Jokowi mengatakan seharusnya kebutuhan baja impor tersebut dapat dipenuhi oleh industri di Tanah Air. Pasalnya, selain membebani neraca perdagangan, impor baja juga membuat utilitas pabrik di dalam negeri terganggu.
Selain perkara impor, kata Jokowi, utilitas pabrik baja lokal juga terkendala ketersediaan bahan baku. Menurut Presiden, ada tiga hal utama yang harus dilakukan untuk mengatasi hal tersebut.
Pertama, upaya memperbaiki ekosistem penyediaan bahan baku baja dan besi. Langkah ini bisa dimulai dari ketersediaan dan kestabilan harga bahan baku hingga komponen harga gas yang juga perlu dilihat secara detail.
Selain itu, bahan baku dari tambang nasional juga harus diprioritaskan sehingga meningkatkan nilai tambah di dalam negeri. Hal ini akan berdampak bukan hanya untuk mengurangi impor tetapi juga membuka lapangan kerja.
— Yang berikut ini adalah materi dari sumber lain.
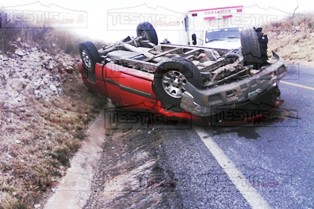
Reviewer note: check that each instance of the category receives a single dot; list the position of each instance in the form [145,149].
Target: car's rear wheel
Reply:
[250,47]
[89,56]
[170,79]
[148,32]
"Di samping itu saya juga minta dikaji secara cermat beberapa regulasi yang mengatur mengenai importasi strap. Dengan tetap memperhatikan aspek kelestarian lingkungan hidup," tambah Jokowi.
Kedua, Presiden meminta realisasi Perpres Nomor 40/2016 yang mengatur harga gas untuk industri menjadi US$6 per MMBTU. Seperti diketahui, tingginya tarif energi domestik menjadi satu penyebab tingginya volume impor.
Ketiga, Jokowi meminta kalkulasi dampak persaingan harga baja impor dengan baja lokal. Dia pun meminta industri memanfaatkan kebijakan non-tarif dan menerapkan SNI secara sungguh-sungguh.
"Jangan justru pemberian SNI secara serampangan, tidak dapat membendung impor baja yang berkualitas rendah," katanya.
Adapun berdasarkan data Badan Pusat Statistik (BPS), impor baja sepanjang 2019 berada di posisi kedua setelah mesin dan perlengkapan elektrik. Secara nilai, besi dan baja menjadi satu-satunya komoditas yang tumbuh signifikan di antara 5 barang penyumbang impor tertinggi.
Impor besi dan baja sepanjang 2019 mencetak US$10,2 miliar atau naik 1,42 persen secara tahunan (year-on-year/yoy). Kontribusinya terhadap total impor non-migas tahun lalu sebesar 6,98 persen.